Y había llegado aquel viaje lejano e irrealizable del cual le hablaban todas las noches en la taberna, entre burlas groseras y risas irónicas. Por fin se había puesto en camino. Se encontraba en el claro sendero -tan deseado- de las grandes empresas, y allá, al final del sendero, estaba la ciudad imperial de Brussa, con las riquezas que le pertenecían y con su legítima herencia, con el sol poniente y la hermosa Pacha con su hijo; su esposa y su hijo. Sumido en una especie de éxtasis, recorrió bailando la parte volada del parapeto que rodeaba el sofá; a continuación, la otra mitad del puente. Cuando hubo llegado al final, saltó a la calzada y, traspasado de emoción, miró alrededor de él, sorprendido de que la aventura hubiese terminado de aquel modo y extrañado de encontrarse en el camino familiar de Vichegrado. Los que hasta entonces lo habían acompañado con sus clamores, con sus palabras de estímulo y con sus chanzas, acudieron a su encuentro. También llegaron corriendo los que se habían detenido aterrorizados. Lo abrazaron, le dieron palmadas en la espalda, en la cabeza, que cubría su fez descolorido. Todos gritaban a la vez:

– ¡Bravo, Tuerto; eres un verdadero halcón!

– ¡Bravo, vencedor!

– ¡Un ron para el Tuerto! -chilló Santo Papo con su voz ronca y acento español, abriendo los brazos como si lo crucificasen. Se creía que estaba en la taberna.

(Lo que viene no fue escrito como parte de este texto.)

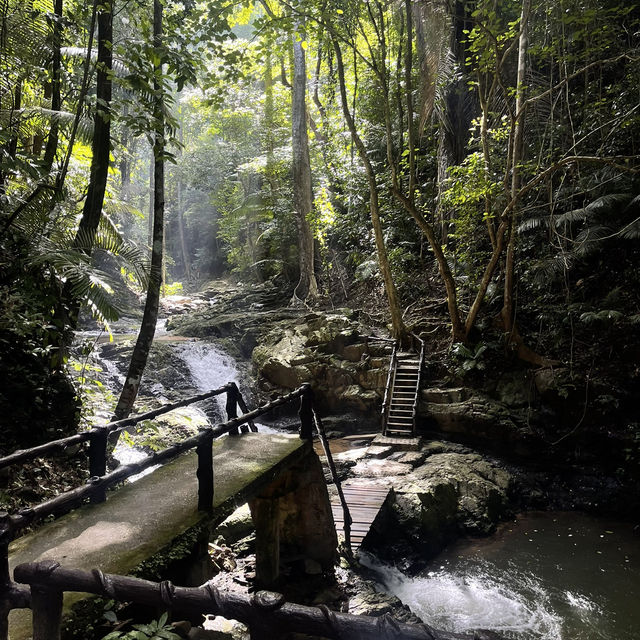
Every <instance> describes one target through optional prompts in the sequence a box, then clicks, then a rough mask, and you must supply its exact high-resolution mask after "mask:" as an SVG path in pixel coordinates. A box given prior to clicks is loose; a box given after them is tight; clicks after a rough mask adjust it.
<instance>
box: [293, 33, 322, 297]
mask: <svg viewBox="0 0 640 640" xmlns="http://www.w3.org/2000/svg"><path fill="white" fill-rule="evenodd" d="M306 94H307V66H306V60H305V53H304V49H303V48H302V42H301V41H299V40H297V37H296V34H295V33H294V35H293V89H292V98H291V120H292V138H291V142H292V146H293V198H294V206H295V211H296V226H297V228H298V263H299V267H300V279H299V280H298V284H297V286H296V288H295V290H294V292H293V298H292V300H291V303H292V304H298V303H299V302H300V301H305V300H307V299H308V298H311V299H312V298H316V297H317V295H318V285H317V283H316V276H315V272H314V260H313V254H314V250H313V249H314V247H313V234H312V233H311V227H310V226H309V215H310V214H311V211H312V209H313V193H312V188H311V159H310V157H309V136H308V132H307V102H306Z"/></svg>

Alguien propuso, en medio de la bulla y de la confusión general, que aquella noche no se separasen, que nadie volviese a casa, que continuasen bebiendo en honor a la hazaña del Tuerto.

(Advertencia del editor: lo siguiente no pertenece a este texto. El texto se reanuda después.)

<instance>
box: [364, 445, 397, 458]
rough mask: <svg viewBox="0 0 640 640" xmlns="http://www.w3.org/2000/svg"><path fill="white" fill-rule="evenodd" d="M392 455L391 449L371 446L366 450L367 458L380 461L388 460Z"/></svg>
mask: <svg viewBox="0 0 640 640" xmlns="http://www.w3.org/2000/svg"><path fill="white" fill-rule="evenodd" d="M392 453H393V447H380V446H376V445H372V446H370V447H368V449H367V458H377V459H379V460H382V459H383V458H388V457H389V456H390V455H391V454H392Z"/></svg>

Los escolares que cruzaban aquella mañana el puente, apresurándose para llegar a tiempo a la apartada escuela, se pararon a contemplar la curiosa escena. Sorprendidos, abrían sus boquitas, de las que salía un vapor blanco. Aquellas criaturas menudas, bien arropadas, con sus pizarras y sus libros debajo del brazo, no podían comprender el juego de las personas mayores, pero en su memoria quedó grabada para toda la vida, junto al perfil de su puente natal, la imagen del Tuerto, de aquel hombre conocidísimo en la ciudad, el cual, tras una extraña transformación, ligero, transportado como por arte de magia, caminaba, dando saltitos atrevidos y alegres, por un sitio que no era precisamente el más adecuado para andar.